All because I made a promise.

Who knew a ten year old could keep a pinky promise so well.

Playing with the cold dog tags around my neck I shook my head at the old man.
Helping him out the door to the loading dock to help him pack everything in the back of the bronco.

****

Jace.

My head felt like a nine pound hammer beating out of my chest as I took the gravel road I had been so desperate to see in thirteen years.

Thirteen years of literal hell.

God I was so happy to be home.

Pulling up to the stark white farm house in front of me, I put my old beat up truck in park and leaned back against the seat; trying to calm my racing heart.

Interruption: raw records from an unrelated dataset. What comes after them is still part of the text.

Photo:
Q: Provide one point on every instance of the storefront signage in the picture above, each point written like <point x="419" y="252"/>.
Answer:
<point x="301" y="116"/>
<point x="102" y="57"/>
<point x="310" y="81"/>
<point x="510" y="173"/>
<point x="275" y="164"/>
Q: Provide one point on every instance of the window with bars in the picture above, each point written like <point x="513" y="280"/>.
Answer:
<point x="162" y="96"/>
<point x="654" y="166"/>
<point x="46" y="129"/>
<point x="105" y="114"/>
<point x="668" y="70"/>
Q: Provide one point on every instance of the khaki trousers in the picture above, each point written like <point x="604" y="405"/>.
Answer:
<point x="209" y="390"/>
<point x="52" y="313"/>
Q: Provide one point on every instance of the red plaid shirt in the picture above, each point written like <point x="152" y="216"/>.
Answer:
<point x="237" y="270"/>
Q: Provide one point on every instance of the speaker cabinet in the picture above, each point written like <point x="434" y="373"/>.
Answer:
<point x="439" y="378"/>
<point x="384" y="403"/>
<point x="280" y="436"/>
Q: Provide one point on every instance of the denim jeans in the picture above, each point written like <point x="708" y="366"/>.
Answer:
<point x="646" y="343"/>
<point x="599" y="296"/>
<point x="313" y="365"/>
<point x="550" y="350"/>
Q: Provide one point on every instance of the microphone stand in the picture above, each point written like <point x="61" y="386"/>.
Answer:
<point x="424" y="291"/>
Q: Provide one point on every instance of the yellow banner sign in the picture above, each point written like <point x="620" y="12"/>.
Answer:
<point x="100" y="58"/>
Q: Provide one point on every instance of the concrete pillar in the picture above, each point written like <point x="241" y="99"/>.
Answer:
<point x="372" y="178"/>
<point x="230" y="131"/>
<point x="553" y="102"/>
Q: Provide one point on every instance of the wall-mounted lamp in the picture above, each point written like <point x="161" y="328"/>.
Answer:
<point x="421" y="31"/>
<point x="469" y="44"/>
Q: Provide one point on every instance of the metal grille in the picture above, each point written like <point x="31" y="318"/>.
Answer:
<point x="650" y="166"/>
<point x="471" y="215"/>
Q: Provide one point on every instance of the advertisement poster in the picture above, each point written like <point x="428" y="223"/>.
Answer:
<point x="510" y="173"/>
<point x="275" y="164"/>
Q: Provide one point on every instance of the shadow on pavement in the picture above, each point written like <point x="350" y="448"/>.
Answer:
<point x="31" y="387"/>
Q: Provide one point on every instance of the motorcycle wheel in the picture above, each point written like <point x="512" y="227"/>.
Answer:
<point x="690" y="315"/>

I shouldn't be this nervous.

But I am.

Right through those doors, is the family I abandoned with no answers for two years.

Fuck. I'm a Jack ass.

Shaking off my fear and calming the tremors that wracked my body; I stepped out of my truck, slamming the door behind me.

It was now or never.

I stood on the front porch, for what seemed like an eternity before finally raising my fist to knock. Usually, I would've walked right in. But in thirteen years, so much had changed on the outside. I doubted walking right in would be the right thing to do.

Just as my knuckles touched the door, it swung open. Before me stood the only other man I had once called my brother.

Erik Jennings.

Last time I had seen Erik he was a scrawny 15 year old, who I had taught months prior how to shave for the first time. Now, before me stood a 6'3" grown man in a sheriffs uniform.

I watched as his face paled for a moment before tears sprung in his eyes. The sheriffs badge he had held in his hands moments before clamored to the ground as he wrapped his arms around me in an embrace I hadn't been expecting.

"Holy fuck. We thought you were dead Jay!" I choked back my tears as he tightened his grip on me, leading me into the house.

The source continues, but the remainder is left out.